Getting the filenames of the 10 most recent entries from the entire system.
FILESYSTEM
TIME: 1.7814919948578 TIME: 1.7425200939178 TIME: 1.8071219921112 TIME: 1.6778069734573 TIME: 1.6711789369583 TIME: 1.7414019107819 TIME: 1.6959699392319 TIME: 1.6531630754471 TIME: 1.7546479701996 TIME: 1.6758890151978 TOT TIME: 17.201191902161 AVG TIME: 1.5637447183782DATABASE
TIME: 0.0039100646972656 TIME: 0.001039981842041 TIME: 0.00095093250274658 TIME: 0.00096702575683594 TIME: 0.00095295906066895 TIME: 0.00098395347595215 TIME: 0.0009620189666748 TIME: 0.0009760856628418 TIME: 0.00094294548034668 TIME: 0.00095808506011963 TOT TIME: 0.012644052505493 AVG TIME: 0.0011494593186812
Getting the filenames of the 10 most recent files in a single directory.
FILESYSTEM
TIME: 0.055459976196289 TIME: 0.053847074508667 TIME: 0.044721961021423 TIME: 0.043873071670532 TIME: 0.043742060661316 TIME: 0.043787956237793 TIME: 0.043717980384827 TIME: 0.04374098777771 TIME: 0.043833017349243 TIME: 0.04370105266571 TOT TIME: 0.46042513847351 AVG TIME: 0.041856830770319DATABASE
TIME: 0.0095839500427246 TIME: 0.0055500268936157 TIME: 0.005547046661377 TIME: 0.0055389404296875 TIME: 0.0056079626083374 TIME: 0.00553297996521 TIME: 0.005499005317688 TIME: 0.0055099725723267 TIME: 0.0053470134735107 TIME: 0.0053049325942993 TOT TIME: 0.059021830558777 AVG TIME: 0.0053656209598888
Getting one item.
FILESYSTEM
TIME: 0.00032293796539307 TIME: 0.00021898746490479 TIME: 0.00017297267913818 TIME: 0.00016999244689941 TIME: 0.00027298927307129 TIME: 0.00017201900482178 TIME: 0.00016689300537109 TIME: 0.00016403198242188 TIME: 0.0001760721206665 TIME: 0.00017201900482178 TOT TIME: 0.0020089149475098 AVG TIME: 0.0001826286315918DATABASE
TIME: 0.0042519569396973 TIME: 0.0011199712753296 TIME: 0.0010420083999634 TIME: 0.0010360479354858 TIME: 0.0010439157485962 TIME: 0.0010349750518799 TIME: 0.001041054725647 TIME: 0.0010310411453247 TIME: 0.0010330677032471 TIME: 0.0064520835876465 TOT TIME: 0.019086122512817 AVG TIME: 0.0017351020466198
The database was 1360 times faster than the filesystem when looking for the 10 most recent items in the entire system. The database was 7.8 times faster when looking for the 10 most recent items in a single directory. However, the filesystem was 9.5 times faster at getting a single file.
These numbers skew greater and greater towards the database as the number of items increases. And, in the one place that the filesystem wins, the operation being performed is so un-time-consuming in general, that the increase in the speed of the filesystem doesn’t amount to much.

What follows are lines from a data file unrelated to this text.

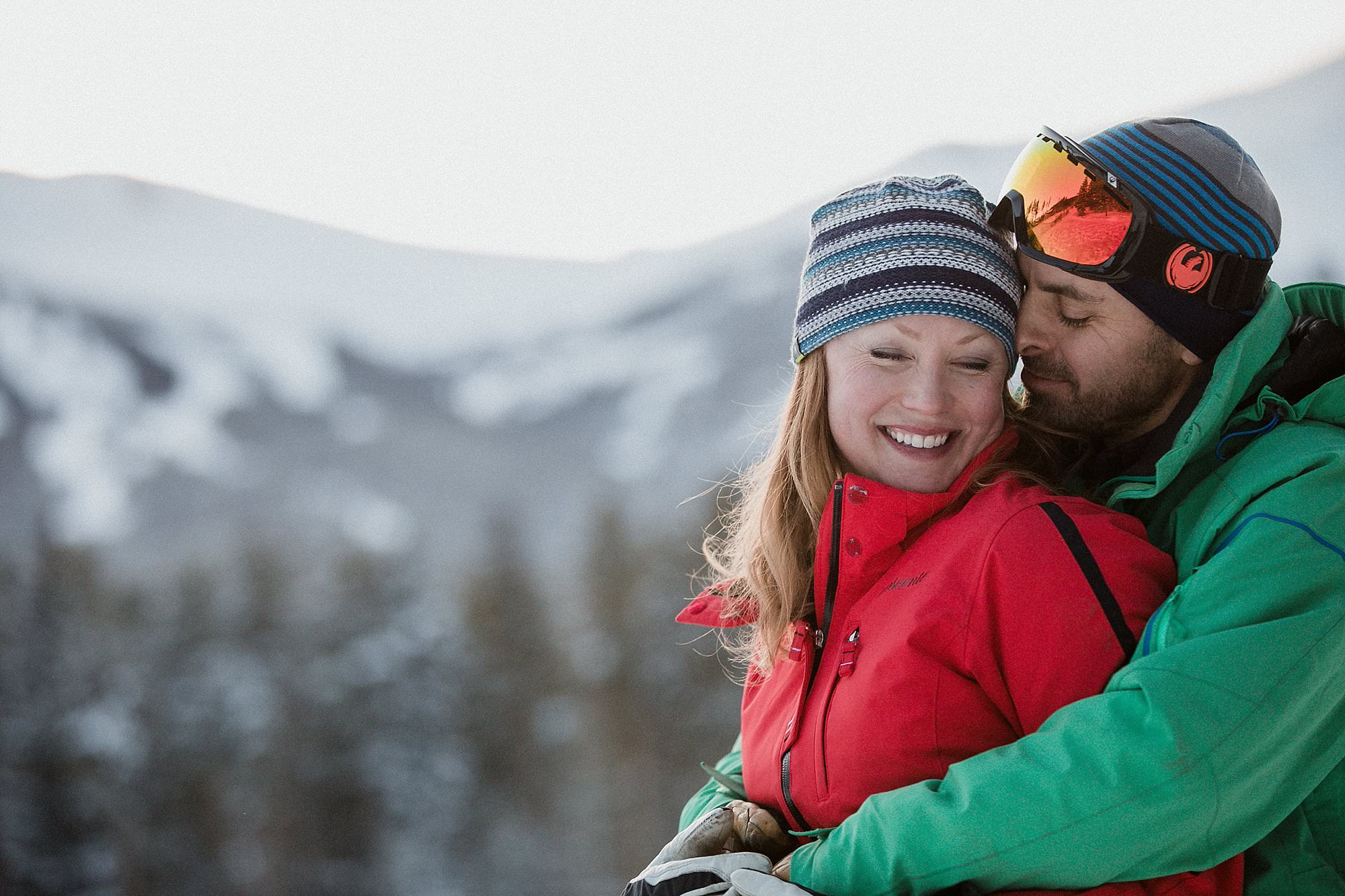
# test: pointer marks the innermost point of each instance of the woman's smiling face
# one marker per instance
(913, 400)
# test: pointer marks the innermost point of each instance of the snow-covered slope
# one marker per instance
(182, 373)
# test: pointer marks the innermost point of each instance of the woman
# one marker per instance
(911, 591)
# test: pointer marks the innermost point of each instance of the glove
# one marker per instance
(695, 861)
(758, 830)
(707, 836)
(700, 876)
(754, 883)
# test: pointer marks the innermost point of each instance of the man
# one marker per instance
(1151, 329)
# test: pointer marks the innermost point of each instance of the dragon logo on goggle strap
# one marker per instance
(1190, 267)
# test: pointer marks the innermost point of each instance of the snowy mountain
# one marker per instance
(182, 373)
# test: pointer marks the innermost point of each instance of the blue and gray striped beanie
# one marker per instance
(906, 247)
(1203, 186)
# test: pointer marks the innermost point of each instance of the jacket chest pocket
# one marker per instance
(839, 681)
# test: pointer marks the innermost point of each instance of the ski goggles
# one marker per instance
(1070, 212)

These tests were performed with the database being on the same server as the running script. Additionally, the server performing these actions was, basically, not performing anything else at the time. If your database server is only accessible over a 2400bps modem link, your results will differ greatly. Additionally, if your database server is heavily loaded, while your web server isn’t, you may also see very different results.
Benchmarks are crap, for the most part. They don’t really mean a whole lot, unless they represent the exact cases in which you will be using the functions being tested. However, in this case, they DO represent exactly what I will be doing.
What does this mean? Inklog will no longer use the file system as its main method of data storage.